Debian Linux seems to ship with fam(1), seemingly because GNOME uses it. Mac OS doesn't. I don't know about Solaris.
There are two problems, though, above and beyond the question of whether it's running on your system. The first problem is the usual one of only working on individual files and directories, and not directory trees. The second is that there's a limit of 1000 monitoring requests per process. So if you need to monitor a tree of 25,000 files, you're going to need some extra cunning. There are also security concerns associated with running the daemon as root.
There's an inotify-based rewrite in the works, but it's not obvious why that's a better idea than patching FAM. At least it uses an extended subset of the same API, so if you stick to the intersection, your application should just work. The rewrite's lack of support for NFS seems like a step backwards.
MS Windows has FindFirstChangeNotification, which takes a boolean that specifies whether to monitor the given directory or to include its subdirectories too. Unfortunately, as far as I know, this doesn't work on remote file systems, so although it's the interface I want, it doesn't necessarily have the implementation to back it up. And, of course, it's specific to MS operating systems which – though I try to support them – I don't actually use.
The Unix API is fine if your application is to monitor a configuration file, say, and automatically re-read it if it changes. But it sucks if you're an editor, say, and you want to automatically respond to changes to files. Perhaps the user's version control system has just added or removed a few files, and you want to update your index. Or a file has changed outside of the editor for whatever reason, and you want to update your live search results. These things are hard to do, and that's a pity, because they're exactly the things I want to do. (At the moment, my editor knows when it has modified a file and will update its search result accordingly, but it has no clue about external modifications.) Before Spotlight, virus scanning was perhaps the best-known application for the style of notification that includes subtrees. This could be why MS Windows has the best support for it.

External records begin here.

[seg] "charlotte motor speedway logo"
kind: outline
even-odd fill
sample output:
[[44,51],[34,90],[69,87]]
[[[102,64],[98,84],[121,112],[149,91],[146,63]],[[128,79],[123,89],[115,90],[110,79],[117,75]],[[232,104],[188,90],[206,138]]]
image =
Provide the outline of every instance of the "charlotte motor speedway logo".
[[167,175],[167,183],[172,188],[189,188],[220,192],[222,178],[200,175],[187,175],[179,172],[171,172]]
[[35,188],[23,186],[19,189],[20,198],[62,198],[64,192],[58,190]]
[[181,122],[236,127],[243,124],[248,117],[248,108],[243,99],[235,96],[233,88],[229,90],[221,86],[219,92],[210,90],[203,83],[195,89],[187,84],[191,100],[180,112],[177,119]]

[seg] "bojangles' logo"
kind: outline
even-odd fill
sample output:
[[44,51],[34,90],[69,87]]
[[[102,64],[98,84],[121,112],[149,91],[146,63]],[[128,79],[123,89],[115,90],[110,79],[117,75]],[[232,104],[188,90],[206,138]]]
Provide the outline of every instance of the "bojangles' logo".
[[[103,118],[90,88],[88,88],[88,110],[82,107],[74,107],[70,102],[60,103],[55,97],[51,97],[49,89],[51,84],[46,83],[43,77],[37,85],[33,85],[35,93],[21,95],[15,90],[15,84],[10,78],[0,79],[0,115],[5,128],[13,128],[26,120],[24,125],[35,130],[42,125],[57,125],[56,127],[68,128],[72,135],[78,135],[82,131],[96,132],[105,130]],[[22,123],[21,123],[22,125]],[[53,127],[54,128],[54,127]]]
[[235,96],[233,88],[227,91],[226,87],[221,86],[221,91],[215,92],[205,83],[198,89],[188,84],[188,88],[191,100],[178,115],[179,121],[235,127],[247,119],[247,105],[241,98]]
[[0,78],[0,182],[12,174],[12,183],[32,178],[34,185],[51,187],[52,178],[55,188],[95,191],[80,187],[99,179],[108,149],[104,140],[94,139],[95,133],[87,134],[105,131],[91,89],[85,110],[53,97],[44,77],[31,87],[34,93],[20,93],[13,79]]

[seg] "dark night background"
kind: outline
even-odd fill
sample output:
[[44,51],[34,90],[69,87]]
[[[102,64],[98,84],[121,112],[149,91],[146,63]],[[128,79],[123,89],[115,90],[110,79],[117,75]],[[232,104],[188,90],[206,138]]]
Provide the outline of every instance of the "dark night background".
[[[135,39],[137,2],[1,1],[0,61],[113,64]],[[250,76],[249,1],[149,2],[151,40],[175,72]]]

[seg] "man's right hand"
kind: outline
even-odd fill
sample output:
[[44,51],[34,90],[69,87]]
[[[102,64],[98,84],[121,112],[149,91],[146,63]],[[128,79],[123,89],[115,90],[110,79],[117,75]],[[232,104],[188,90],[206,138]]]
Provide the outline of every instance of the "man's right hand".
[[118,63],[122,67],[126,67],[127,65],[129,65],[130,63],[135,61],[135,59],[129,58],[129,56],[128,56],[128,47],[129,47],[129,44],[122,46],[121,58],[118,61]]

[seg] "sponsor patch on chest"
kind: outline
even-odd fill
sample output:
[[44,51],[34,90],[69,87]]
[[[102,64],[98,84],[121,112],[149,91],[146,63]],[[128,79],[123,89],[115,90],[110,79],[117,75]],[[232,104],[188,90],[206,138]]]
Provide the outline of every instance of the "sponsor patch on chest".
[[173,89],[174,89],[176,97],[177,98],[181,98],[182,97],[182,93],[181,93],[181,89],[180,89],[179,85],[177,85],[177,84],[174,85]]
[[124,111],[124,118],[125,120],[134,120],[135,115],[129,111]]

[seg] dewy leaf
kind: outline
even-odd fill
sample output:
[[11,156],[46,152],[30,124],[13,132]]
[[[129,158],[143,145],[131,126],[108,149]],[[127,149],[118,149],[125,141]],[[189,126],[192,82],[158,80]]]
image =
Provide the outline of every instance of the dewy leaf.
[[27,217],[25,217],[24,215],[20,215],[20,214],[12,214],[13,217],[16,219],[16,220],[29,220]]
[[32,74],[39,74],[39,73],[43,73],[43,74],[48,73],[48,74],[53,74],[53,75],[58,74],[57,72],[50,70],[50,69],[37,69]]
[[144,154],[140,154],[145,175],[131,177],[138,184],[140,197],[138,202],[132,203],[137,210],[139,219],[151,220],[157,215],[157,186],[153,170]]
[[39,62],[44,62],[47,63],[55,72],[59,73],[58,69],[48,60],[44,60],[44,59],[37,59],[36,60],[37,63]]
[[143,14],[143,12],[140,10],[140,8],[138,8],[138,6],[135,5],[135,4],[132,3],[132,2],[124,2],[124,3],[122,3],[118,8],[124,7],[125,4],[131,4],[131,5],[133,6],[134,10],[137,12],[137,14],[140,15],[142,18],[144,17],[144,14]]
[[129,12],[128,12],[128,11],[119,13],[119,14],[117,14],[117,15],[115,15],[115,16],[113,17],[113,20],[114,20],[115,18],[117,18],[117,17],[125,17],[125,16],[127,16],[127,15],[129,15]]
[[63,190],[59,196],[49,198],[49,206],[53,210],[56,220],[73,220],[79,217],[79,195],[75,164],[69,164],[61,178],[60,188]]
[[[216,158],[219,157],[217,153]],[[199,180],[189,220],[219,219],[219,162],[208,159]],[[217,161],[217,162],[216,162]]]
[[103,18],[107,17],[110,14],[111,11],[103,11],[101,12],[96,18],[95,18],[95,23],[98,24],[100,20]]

If you're unfamiliar with file system or protocol implementation, you might be wondering why this is all so challenging? Surely you just need to do a few string comparisons? The problems include the fact that most implementations won't actually have the pathname conveniently available (the notion of "file handle" goes all the way down, and isn't just a wrapper for the name), the existence of links (both hard and symbolic), and the security concerns about giving away information without going through the usual open(2) path. That's one reason why it's so common to require a file descriptor: it acts as proof that you're allowed to know something about the file or directory in question.
A system that might become important in future is Dazuko. (The name is Germanic, in the style of Flak or Kripo.) It offers a very nice API, but at the time of writing it supports neither Mac OS nor MS Windows, and lacks the ubiquity that would make it really useful. Because of its intended security applications, Dazuko even lets you veto file accesses.
For now, though, I guess I'm stuck. None of this is really suitable for my application, and I can't even knock up a quick hack for the benefit of Mac OS users.